Implementation and operation of B-tree

B-tree is a self balanced multi fork search tree, which is mainly used in disk index.
Here we mainly talk about the implementation, insertion and deletion of B-tree. The definition, principle and application of B-tree are no longer proposed.

Realization of B-number

Before explaining the specific operations, we should first define the B tree and its nodes.

class bnode
{
public:
    bnode(int leaf,int m);
    ~bnode();
    int nums;
    int leaf;//Is it a leaf node
    int *keys;
    bnode **children;
};

class btree
{
public:
    btree(int m);
    void insert(int key);
    void del(int key);
    bnode *root;
    void print();
    int m;//Order of b-tree
private:
    void _insert(bnode *node,int key);
    void split(bnode *node,int n);
    void _del(bnode *node,int key);
    void merge(bnode *node,int n);
    void _print(bnode *node);
};

It is suggested that the order m of B tree should be even, because it is convenient for node splitting in insertion operation. Of course, it is not impossible to select m as an odd number, but when splitting, we should consider the different number of key s in the split node.

Insertion of B-tree

To sum up, there are two steps. One is to find the corresponding node through comparison. The other is to compare the key values on the node, find the appropriate location and insert.

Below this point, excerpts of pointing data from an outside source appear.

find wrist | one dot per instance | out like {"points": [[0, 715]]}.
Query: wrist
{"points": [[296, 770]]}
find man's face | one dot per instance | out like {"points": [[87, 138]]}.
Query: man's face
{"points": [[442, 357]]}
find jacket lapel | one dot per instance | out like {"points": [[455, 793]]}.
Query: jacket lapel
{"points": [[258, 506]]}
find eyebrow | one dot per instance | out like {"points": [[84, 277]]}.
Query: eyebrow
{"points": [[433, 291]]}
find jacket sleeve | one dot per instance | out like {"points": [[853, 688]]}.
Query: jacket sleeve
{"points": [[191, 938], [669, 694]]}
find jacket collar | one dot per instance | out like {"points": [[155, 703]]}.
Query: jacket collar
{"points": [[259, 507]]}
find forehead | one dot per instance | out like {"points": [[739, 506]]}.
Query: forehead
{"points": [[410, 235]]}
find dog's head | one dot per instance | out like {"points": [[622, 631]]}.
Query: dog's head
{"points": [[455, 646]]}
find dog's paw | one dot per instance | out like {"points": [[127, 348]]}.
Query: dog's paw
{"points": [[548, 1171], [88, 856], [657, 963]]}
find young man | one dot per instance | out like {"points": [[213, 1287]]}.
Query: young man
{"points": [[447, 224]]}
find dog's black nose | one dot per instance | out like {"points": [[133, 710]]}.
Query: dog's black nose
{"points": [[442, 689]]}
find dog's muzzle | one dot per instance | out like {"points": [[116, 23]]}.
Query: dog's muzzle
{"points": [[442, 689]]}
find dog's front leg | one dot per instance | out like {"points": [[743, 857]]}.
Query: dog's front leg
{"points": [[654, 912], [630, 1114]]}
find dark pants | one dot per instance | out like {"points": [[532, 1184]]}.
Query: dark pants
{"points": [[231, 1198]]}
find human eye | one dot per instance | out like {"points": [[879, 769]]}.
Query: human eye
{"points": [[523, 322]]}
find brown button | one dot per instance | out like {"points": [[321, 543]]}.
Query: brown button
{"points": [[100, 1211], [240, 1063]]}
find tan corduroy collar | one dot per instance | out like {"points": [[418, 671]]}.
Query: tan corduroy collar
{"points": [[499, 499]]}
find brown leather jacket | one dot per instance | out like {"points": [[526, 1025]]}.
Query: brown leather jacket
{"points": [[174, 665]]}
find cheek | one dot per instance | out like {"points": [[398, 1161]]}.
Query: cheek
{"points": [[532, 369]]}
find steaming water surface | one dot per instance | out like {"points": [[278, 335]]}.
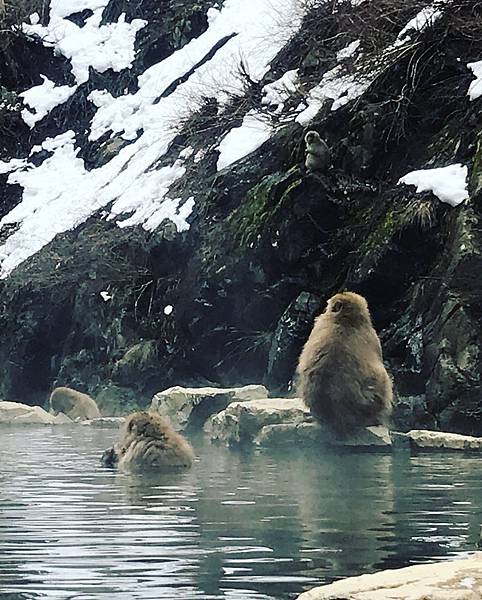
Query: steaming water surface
{"points": [[239, 525]]}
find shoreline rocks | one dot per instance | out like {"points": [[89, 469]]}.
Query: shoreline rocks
{"points": [[189, 407], [16, 413], [446, 580], [246, 415]]}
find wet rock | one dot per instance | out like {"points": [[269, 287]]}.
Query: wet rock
{"points": [[242, 421], [447, 580], [410, 412], [290, 334], [105, 422], [314, 434], [191, 407], [62, 419], [15, 413], [422, 439]]}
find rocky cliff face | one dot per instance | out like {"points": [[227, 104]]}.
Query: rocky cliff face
{"points": [[227, 248]]}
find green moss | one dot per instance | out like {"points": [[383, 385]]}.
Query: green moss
{"points": [[476, 178], [261, 205], [382, 234]]}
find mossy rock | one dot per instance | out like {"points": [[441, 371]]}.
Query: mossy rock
{"points": [[262, 204]]}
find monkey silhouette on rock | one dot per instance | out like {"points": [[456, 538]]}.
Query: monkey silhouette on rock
{"points": [[341, 376], [149, 443], [318, 156]]}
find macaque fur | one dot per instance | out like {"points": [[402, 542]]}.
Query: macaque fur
{"points": [[149, 443], [341, 376], [317, 152]]}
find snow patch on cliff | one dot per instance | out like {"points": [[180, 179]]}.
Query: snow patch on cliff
{"points": [[41, 99], [242, 140], [61, 193], [449, 183]]}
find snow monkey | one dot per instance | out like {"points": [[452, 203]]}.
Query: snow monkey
{"points": [[149, 443], [341, 376], [317, 152], [74, 404]]}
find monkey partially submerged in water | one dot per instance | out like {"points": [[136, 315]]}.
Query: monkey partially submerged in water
{"points": [[318, 155], [149, 443], [341, 376]]}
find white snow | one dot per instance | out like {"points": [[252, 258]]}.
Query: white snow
{"points": [[449, 183], [41, 99], [276, 93], [475, 88], [60, 194], [94, 45], [340, 87], [343, 87], [348, 50], [425, 18], [242, 140], [12, 165]]}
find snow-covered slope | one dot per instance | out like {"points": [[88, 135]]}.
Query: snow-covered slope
{"points": [[60, 193]]}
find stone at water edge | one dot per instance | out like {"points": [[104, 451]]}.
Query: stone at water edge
{"points": [[312, 433], [242, 421], [104, 422], [439, 440], [62, 419], [445, 580], [16, 413], [188, 406]]}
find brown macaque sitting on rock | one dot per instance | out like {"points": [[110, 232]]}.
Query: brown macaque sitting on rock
{"points": [[148, 443], [317, 153], [341, 376]]}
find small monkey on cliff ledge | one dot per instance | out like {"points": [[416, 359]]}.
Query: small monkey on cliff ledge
{"points": [[318, 156], [341, 376]]}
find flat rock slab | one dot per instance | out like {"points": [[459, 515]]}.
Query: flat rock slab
{"points": [[242, 421], [16, 413], [104, 422], [423, 439], [191, 407], [446, 580], [375, 437]]}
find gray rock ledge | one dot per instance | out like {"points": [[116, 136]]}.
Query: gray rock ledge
{"points": [[424, 439], [16, 413], [192, 406], [446, 580]]}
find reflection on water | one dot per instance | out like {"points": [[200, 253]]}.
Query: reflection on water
{"points": [[239, 525]]}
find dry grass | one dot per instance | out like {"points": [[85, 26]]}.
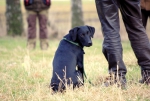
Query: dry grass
{"points": [[25, 75]]}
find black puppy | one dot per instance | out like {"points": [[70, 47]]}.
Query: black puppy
{"points": [[68, 60]]}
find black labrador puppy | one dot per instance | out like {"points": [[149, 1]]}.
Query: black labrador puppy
{"points": [[68, 60]]}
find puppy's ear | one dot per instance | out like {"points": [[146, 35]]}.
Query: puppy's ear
{"points": [[73, 33], [92, 30]]}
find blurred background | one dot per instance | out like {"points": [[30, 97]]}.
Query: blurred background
{"points": [[60, 15]]}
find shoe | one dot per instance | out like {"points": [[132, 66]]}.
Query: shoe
{"points": [[44, 44], [111, 81], [145, 77], [31, 44]]}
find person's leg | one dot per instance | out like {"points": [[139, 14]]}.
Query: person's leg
{"points": [[43, 18], [31, 19], [112, 48], [132, 18], [144, 17]]}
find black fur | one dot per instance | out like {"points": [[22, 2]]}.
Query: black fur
{"points": [[68, 59]]}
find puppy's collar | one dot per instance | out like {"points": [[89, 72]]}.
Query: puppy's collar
{"points": [[72, 42]]}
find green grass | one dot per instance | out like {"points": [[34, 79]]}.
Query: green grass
{"points": [[25, 75]]}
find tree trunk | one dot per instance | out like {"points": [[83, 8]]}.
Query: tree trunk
{"points": [[14, 21], [76, 13]]}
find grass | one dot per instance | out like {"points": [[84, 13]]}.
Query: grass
{"points": [[25, 75]]}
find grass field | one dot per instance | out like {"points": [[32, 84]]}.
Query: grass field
{"points": [[25, 75]]}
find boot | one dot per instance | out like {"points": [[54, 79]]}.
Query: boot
{"points": [[31, 44], [111, 80], [145, 77], [44, 44]]}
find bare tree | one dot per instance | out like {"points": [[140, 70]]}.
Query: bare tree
{"points": [[76, 13], [14, 21]]}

void btree::_insert(bnode *node,int key)
{
    int index=node->nums-1;
    if(node->leaf==1)//Just plug it in
    {
        //If you can directly enter this function, you must be dissatisfied with node, so you can insert it safely
        while(index>=0&&key<node->keys[index])//Look from right to left because you have to move the original value back
        {
            node->keys[index+1]=node->keys[index];//Leaf node, no tube node
            --index;
        }
        node->keys[index+1]=key;
        ++node->nums;
    }else//If you are not a leaf node, you need to find it recursively
    {
        while(index>=0&&key<node->keys[index])//Find from right to left
        {
            --index;
        }
        if(node->children[index+1]->nums==m-1)//First judge whether the child to be inserted is full
        {
            split(node,index+1);
            if(key>node->keys[index+1])//After inserting, you need to judge the size of the node
            {
                ++index;
            }
        }
        _insert(node->children[index+1],key);
    }
}

void btree::insert(int key)
{
    if(root->nums==m-1)//The root node is full
    {
        bnode *node=new bnode(0,m);//Create a new node as the root node
        bnode *r=root;
        root=node;
        node->children[0]=r;
        split(node,0);
        if(key>node->keys[0])
        {
            _insert(root->children[1],key);//Insert right subtree
        }else
        {
            _insert(root->children[0],key);//Insert left
        }
    }else//The root node is not full
    {
        _insert(root,key);
    }
}

Note here that during the process of finding the corresponding node, if the number of key s of a node is found to be m-1, the node needs to be split at this time.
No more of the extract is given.